The Buckworths walked into Lucy’s pink room and laid Lucy in her bed. I followed, and so did the dogs.
“What did the doctor say?” asked Mr. Buckworth.
“It’s a sprain,” answered Mrs. Buckworth.
I had no idea what a sprain was, but it sounded horrible.
Everyone I knew was broken, and now Lucy was broken too.
Soon I walked to my yellow room and slid my Empty Book out from under my pillow. I had to draw before I forgot anything: a kickball with a jaggedy frown face. A doll with no head. Flying girls. My bloody wounded arm. Auntie Moo would definitely be worried. She’d understand everything. I touched her letter in the back of my book. I wished she could see the world as I was seeing it.
After I finished picture number five—Lucy looking like a freaky monster with an elephant foot—the Buckworths tapped softly on my door and poked their heads in.
“Betti??”
I slipped my book back under my pillow.
“Are you okay, little tiger?”
I probably looked like a ghost. Dangerous America.
“What’s the matter, sweetie?”
I gulped. “Is Lucy going to ... die?”
“Die?” Mr. Buckworth chuckled and then he stopped when he realized that I was very, very serious. “Oh no, Betti. Her foot’s going to be just fine. She’ll be up walking around in a couple of days.” He plopped his hand on my head, and looked at me up close. “Please don’t worry, little tiger.”
The Buckworths had no idea that I was
always
worried.
I took a deep breath. “When circus kids go down to my village, I not sure, I don’t know if they will come home. They may step on snake, or catch a sick that make their bones go green, or disappear in river or in poof of smoke. I am afraid for Auntie Moo. And I worry that she disappear too and we will be leftover. Again.”
Worry probably got under my skin the day the circus camp burned. It was inside of me, just like water.
“Now ...”—my voice was barely a squeak—“I worry about Lucy.”
“Oh sweetie, of course you’re worried.” Mrs. Buck-worth put her arms around me.
I played with my fingers. I picked up my one-eyed doll and set her in my lap.
“I hope your friends at the camp will be okay, Betti. I really do,” said Mr. Buckworth. He looked off into space as if he was looking at something very important. “And Auntie Moo too.”

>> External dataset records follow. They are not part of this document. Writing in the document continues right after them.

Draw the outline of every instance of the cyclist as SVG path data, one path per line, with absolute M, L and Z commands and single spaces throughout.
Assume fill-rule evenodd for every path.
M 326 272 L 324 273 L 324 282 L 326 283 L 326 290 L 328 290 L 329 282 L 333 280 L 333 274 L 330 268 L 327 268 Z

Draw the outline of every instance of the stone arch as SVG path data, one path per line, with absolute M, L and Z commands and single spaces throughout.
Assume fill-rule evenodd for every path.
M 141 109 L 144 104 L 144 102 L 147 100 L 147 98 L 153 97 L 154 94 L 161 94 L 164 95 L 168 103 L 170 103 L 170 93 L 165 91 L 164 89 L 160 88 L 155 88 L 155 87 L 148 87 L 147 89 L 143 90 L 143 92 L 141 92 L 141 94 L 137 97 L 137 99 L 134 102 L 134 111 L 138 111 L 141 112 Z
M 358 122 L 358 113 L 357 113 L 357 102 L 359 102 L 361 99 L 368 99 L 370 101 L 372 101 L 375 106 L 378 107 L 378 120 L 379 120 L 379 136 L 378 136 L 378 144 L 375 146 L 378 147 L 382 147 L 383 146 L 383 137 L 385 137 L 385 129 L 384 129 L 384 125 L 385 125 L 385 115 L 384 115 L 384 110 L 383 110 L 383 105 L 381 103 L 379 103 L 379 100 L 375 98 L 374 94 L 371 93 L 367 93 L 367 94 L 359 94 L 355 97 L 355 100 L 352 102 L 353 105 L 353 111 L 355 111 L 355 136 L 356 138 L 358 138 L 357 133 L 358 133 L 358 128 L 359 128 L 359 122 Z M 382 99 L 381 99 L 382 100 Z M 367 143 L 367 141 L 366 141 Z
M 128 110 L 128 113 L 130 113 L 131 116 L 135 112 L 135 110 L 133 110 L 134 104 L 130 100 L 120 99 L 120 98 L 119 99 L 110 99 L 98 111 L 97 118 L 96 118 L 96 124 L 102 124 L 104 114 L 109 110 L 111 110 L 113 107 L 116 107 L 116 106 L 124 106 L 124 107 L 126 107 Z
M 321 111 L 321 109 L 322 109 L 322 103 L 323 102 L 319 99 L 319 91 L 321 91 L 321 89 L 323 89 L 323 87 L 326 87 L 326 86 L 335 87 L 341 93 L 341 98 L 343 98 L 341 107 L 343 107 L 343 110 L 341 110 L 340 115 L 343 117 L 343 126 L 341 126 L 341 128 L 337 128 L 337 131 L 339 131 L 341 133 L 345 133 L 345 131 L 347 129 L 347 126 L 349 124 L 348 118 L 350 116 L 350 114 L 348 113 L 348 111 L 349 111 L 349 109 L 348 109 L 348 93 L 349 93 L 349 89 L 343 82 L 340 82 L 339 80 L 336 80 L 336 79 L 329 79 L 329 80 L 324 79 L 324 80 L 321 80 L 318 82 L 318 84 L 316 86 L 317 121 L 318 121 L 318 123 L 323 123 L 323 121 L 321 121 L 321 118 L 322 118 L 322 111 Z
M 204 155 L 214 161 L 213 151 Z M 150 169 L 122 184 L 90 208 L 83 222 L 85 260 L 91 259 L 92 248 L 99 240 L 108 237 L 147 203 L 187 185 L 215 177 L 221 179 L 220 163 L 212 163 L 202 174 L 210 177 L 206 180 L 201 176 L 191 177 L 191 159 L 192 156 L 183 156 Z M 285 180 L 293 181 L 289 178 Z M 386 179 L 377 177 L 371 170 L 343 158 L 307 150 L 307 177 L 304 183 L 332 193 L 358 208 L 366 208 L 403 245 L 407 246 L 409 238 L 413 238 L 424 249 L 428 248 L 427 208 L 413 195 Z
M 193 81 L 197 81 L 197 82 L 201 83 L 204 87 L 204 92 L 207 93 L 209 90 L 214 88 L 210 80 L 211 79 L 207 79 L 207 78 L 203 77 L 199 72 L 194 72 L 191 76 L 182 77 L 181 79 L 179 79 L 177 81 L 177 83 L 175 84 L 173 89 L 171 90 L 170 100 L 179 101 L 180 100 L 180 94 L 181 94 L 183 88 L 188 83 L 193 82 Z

Mrs. Buckworth looked sad and smoothed out my hair with her hand.
“Now ... as for Lucy?” Mr. Buckworth continued, “I can promise you she’ll be okay. I promise.”

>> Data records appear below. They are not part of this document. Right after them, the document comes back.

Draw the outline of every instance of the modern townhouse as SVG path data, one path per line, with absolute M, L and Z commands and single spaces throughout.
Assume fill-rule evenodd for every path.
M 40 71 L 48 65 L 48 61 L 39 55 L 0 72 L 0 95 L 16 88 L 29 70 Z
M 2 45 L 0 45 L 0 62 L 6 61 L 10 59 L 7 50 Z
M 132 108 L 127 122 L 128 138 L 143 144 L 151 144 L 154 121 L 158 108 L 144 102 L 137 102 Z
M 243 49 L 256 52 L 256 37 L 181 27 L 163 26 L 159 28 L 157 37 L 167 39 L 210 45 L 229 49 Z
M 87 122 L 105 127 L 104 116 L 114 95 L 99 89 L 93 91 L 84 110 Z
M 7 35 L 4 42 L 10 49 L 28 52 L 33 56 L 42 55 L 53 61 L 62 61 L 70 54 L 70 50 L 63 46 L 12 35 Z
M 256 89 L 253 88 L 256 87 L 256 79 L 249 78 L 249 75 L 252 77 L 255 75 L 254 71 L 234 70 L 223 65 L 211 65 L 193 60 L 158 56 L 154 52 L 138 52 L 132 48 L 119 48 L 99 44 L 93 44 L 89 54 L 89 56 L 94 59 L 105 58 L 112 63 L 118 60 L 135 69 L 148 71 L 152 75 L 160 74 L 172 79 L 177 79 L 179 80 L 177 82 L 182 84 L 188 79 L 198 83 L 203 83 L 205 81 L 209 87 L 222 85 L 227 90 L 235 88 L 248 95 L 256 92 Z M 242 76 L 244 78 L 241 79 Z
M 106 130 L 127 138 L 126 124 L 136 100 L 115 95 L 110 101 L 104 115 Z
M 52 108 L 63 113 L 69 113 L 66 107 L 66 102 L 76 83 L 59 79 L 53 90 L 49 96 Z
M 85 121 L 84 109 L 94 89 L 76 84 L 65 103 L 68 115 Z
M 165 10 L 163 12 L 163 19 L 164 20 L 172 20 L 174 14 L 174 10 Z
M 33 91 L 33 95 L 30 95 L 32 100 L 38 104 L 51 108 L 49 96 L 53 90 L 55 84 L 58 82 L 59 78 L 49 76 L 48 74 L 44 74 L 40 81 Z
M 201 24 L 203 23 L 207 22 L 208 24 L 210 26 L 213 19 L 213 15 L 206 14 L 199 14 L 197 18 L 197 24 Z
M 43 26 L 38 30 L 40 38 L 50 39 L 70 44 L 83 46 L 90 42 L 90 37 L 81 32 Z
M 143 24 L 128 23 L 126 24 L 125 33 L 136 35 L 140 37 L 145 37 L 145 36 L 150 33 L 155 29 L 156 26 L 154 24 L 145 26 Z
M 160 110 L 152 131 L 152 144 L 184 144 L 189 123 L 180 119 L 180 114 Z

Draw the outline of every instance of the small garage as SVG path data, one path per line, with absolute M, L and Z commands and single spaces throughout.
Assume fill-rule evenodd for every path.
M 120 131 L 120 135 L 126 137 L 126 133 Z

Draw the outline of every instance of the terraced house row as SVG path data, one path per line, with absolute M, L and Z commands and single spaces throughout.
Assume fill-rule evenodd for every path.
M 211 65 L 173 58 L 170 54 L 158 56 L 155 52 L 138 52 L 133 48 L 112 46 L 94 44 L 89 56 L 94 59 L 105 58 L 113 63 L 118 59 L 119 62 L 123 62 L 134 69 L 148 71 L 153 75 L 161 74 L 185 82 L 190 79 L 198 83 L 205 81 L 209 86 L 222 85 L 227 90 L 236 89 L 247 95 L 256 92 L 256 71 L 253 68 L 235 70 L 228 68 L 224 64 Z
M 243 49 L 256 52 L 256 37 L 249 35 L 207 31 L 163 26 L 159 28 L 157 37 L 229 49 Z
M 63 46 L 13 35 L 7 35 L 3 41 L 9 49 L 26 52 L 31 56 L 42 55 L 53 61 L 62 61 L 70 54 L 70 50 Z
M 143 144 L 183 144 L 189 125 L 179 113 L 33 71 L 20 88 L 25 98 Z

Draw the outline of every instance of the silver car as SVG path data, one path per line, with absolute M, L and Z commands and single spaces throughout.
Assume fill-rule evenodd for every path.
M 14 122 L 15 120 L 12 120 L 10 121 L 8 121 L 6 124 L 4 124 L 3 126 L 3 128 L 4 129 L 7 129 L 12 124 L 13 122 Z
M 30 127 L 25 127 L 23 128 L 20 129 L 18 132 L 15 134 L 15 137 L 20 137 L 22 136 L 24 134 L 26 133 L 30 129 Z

I wanted to believe that promises from the Buckworths were good, just like Auntie Moo’s promises.
Mr. Buckworth leaned over and kissed me on my cheek and Mrs. Buckworth kissed me on my forehead.
“Have sweet dreams, sweetie,” said Mrs. Buck-worth.
“Even if you may not love us quite yet, little tiger,” said Mr. Buckworth, turning out the light, “we still love you.”
I touched my cheek and fell asleep.
 
IN THE MIDDLE of the night I shot straight up in my bed. Not-so-sweet dreams. I grabbed for my potato sack on top of my pillow and clenched it tight in my hand. Then I threw my blanket off my bed and it landed on Rooney.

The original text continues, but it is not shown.